Николай в испуге замахал руками.
– Нет, что ты, не надо!!!
– Зассал, – удовлетворённо заметила Бестия, – а напрасно. Нечего было бояться, ничего бы ты там не увидел. Нет у нас первичных половых, а вторичных – там паче.
– Я не это имел в виду, – смутился Николай.
– А что же?
– Ну, не знаю. Какую-то женскую инициацию, когда девочка-бесёнок кончается и начинается женщина-бесовка. У вас же есть что-то подобное?
Бестия презрительно дёрнула плечом.
– Зачем? Это людям надо, чтобы кто-то взрослый тряхнул за шиворот и сказал: «Всё, детство закончилось, ты уже не мальчик, ты мужчина; иди работать или воевать». А нам это не нужно, мы сами всё про себя знаем.
– И что ты про себя знаешь? – спросил Николай.
– Что я ещё подросток. По нашим меркам, конечно.
Николай задумчиво почесал бороду.
– А скажи, подросток, после твоего бывшего…
– Мартина?
– Да, его самого. После него у тебя кто-нибудь был?
– Барышням таких вопросов не задают!
– А серьёзно?
Чертовка нахмурилась.
– Почему ты об этом спрашиваешь?
– А сама не догадываешься? Сложи два и два, построй логическую цепочку. Тридцатые годы – Хайдеггер – ты – прорыв хтони. А теперь: наше время – я – ты – прорыв хтони. Похоже?
7
Чертовка соскочила с подлокотника и возмущенно уставилась на Николая.
– Ты на что намекаешь, патлатый?! Хочешь сказать, что я тут как-то замешана? Да я по жизни пацифистка, мне война как крест в горле! Это ты – солдат Светлого воинства, а я – мирный обыватель, мирняк, как у вас говорят. Мне разборки Князей глубоко фиолетовы, я могла бы и дальше с тобой дружить, если бы ты был, как я, гражданским. Но ты же солдафон, ты сам всё порушишь, сам со мной порвёшь. И ты же меня ещё в чём-то обвиняешь!
– Почему это я сам всё порушу? – спросил Николай, ошарашенный столь мощным отпором.
Чертовка пожала плечами.
– Ты же бывший офицер, должен знать, как работает военная пропаганда. Тебе промоют мозг, убедят, что хороших чертей не бывает, что все черти – враги, подлежащие немедленному уничтожению. А во время войны любой контакт с врагом – предательство, причём, даже не Родины, но всего человечества. Ты готов к тому, что тебя объявят предателем?
– Но нет же ещё никакой войны, – возразил Николай.
Бестия посмотрела на него с нескрываемым сожалением.
– Поп, ты же не совсем тупой. Ты же видел – хтонь прорвалась. Значит, война неизбежна.
– Потому что пропаганда уже опустилась до людоедства? – спросил Николай, вспомнив подпись под фотографией.
– Если бы.

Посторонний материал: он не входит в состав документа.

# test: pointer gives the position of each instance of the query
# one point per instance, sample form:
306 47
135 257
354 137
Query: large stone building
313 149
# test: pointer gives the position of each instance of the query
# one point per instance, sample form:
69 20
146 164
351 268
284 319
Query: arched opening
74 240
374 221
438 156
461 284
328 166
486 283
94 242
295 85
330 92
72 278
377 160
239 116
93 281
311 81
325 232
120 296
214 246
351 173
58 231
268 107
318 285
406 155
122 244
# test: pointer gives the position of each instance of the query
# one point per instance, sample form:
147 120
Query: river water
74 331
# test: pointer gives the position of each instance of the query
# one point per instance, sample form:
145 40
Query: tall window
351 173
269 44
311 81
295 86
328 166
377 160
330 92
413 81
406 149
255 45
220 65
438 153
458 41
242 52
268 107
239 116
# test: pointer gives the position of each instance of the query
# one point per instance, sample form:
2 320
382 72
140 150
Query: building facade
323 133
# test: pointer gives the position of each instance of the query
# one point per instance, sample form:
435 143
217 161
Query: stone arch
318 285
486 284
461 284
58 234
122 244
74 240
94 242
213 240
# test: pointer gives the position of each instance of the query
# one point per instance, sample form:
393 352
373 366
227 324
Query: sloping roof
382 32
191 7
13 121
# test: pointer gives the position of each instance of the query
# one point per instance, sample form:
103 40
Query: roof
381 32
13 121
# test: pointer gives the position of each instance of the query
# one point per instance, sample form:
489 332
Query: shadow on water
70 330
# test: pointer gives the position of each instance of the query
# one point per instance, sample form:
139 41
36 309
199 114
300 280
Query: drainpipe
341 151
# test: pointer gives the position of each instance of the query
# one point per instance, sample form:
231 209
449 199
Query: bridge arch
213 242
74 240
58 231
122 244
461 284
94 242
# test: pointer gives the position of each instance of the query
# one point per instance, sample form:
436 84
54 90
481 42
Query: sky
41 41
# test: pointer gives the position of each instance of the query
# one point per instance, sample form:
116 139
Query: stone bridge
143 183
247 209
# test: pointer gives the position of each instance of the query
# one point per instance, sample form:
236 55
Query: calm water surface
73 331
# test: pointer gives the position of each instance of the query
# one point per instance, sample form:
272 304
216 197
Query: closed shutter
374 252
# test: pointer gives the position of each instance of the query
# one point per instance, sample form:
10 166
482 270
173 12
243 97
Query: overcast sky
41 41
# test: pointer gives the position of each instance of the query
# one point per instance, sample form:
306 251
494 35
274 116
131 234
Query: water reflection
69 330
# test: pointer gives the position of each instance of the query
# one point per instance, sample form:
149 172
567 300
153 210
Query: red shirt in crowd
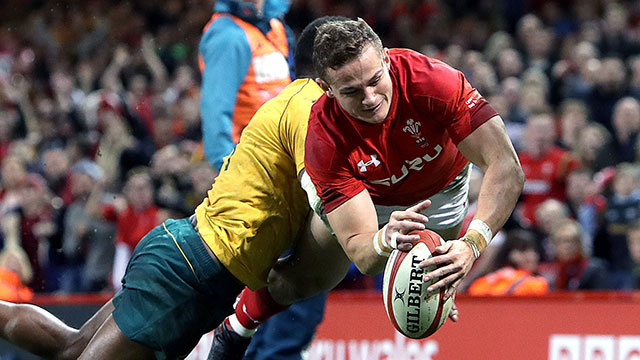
410 156
132 225
546 178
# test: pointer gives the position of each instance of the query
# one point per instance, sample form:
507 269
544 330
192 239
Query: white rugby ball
412 310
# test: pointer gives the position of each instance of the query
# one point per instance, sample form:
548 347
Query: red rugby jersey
410 156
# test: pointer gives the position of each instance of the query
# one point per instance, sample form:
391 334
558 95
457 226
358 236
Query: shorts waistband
207 261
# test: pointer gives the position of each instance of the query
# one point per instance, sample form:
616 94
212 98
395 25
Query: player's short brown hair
339 42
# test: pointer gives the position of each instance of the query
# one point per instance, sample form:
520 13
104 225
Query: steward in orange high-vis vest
245 60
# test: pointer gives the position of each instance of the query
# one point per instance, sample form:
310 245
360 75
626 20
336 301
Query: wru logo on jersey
416 164
374 161
413 128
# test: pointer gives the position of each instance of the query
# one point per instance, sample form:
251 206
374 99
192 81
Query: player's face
363 86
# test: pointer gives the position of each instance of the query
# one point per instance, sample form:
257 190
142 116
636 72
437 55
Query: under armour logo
374 161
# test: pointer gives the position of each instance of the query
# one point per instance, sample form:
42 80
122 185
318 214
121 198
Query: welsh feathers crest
413 129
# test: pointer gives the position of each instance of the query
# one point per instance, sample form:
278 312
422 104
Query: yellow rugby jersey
256 209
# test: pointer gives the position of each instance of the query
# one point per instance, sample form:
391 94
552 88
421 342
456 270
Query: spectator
633 242
626 125
594 147
548 215
545 166
88 239
611 85
586 204
623 209
135 217
574 117
517 269
572 269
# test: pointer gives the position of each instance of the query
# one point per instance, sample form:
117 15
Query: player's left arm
489 148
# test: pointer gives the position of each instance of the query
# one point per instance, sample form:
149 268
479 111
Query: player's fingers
408 215
420 206
442 249
454 314
451 290
443 282
405 227
438 261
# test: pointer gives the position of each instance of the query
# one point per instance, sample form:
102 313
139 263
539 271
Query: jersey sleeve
329 173
293 131
458 106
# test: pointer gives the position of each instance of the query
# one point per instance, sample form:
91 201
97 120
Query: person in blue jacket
246 58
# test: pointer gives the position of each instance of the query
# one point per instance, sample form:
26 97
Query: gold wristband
475 237
473 246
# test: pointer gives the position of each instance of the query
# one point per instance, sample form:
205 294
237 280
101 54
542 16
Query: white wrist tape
380 244
482 227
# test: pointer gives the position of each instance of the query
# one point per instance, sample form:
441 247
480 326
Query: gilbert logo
413 129
374 161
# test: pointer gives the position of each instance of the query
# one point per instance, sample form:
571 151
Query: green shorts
173 292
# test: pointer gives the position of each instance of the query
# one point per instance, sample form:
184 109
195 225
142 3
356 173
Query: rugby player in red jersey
397 129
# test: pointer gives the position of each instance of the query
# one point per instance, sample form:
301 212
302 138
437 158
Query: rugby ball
412 310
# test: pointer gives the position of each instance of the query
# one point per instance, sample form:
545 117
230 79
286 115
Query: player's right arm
355 224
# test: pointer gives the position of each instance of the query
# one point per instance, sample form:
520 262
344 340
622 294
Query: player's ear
385 57
325 87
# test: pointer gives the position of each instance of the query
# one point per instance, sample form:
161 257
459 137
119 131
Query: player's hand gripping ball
413 311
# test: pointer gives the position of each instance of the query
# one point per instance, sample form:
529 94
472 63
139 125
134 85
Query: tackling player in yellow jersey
184 275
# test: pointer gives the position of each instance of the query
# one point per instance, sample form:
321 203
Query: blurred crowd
100 134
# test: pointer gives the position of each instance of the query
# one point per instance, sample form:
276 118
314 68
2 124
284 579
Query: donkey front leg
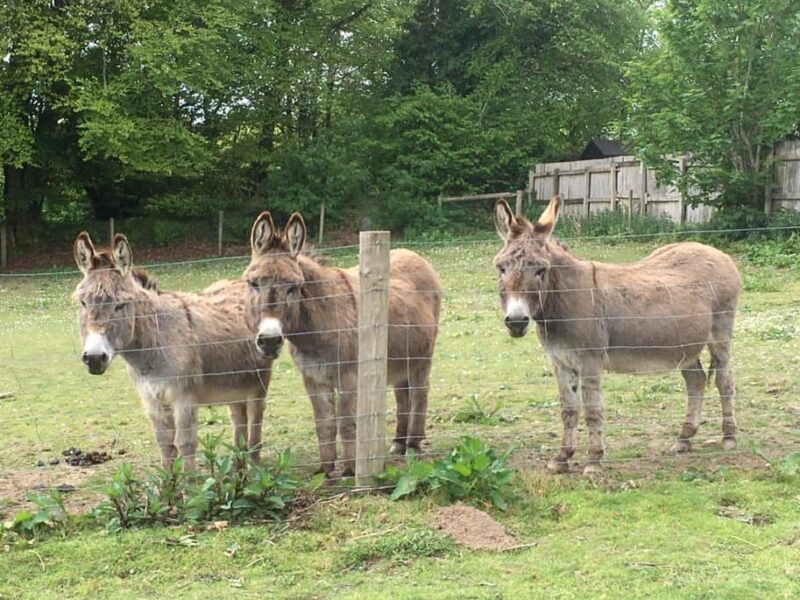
321 396
255 421
593 410
163 421
186 434
570 406
238 414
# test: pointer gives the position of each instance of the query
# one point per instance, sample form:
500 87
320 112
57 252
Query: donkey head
106 296
523 264
275 280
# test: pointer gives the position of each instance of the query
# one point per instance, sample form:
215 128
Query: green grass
703 525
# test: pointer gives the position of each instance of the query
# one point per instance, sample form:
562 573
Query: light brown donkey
294 297
653 315
182 350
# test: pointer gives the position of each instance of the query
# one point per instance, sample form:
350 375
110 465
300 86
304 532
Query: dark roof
602 148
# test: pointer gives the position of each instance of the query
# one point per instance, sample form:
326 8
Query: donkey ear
504 220
295 234
83 251
123 255
547 222
262 234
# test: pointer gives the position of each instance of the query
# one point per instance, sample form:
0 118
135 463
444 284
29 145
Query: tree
721 84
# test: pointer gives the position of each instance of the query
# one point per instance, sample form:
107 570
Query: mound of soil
472 528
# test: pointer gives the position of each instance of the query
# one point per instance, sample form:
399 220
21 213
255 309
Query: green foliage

Воевать будут, потому что Чёрный Князь искусственно изменил процентное распределение греховности. Экономические интересы, ничего личного. Хотя обе стороны, конечно, обставят это как войну за свои идеалы.
– А как же иначе? – удивился Николай. – Война с адом – святое дело! За веру, за принципы. Зло должно быть повержено. А инферно – зло.
– Ну да, конечно, – кивнула Бестия, – если речь о людях, то коллективная ответственность – это нацизм и мракобесие. А если о чертях – то пожалуйста, чеши всех под одну гребёнку! А мы, между прочим, все разные, как и люди. Это тебе в голову не приходило? Я что, по-твоему – великое зло? Так давай, замочи меня! Где твоя святая вода?
– Ты нет, – смутился Николай, – наверное, нет.
Чертовка презрительно скривила мордочку.
– Знаешь, на кого ты сейчас похож? На черносотенца, заявляющего: «Я не антисемит, у меня даже есть друзья-евреи».
– Ну извини, – сказал Николай. – Мне нужно время, чтобы во всём разобраться. Всё слишком сложно.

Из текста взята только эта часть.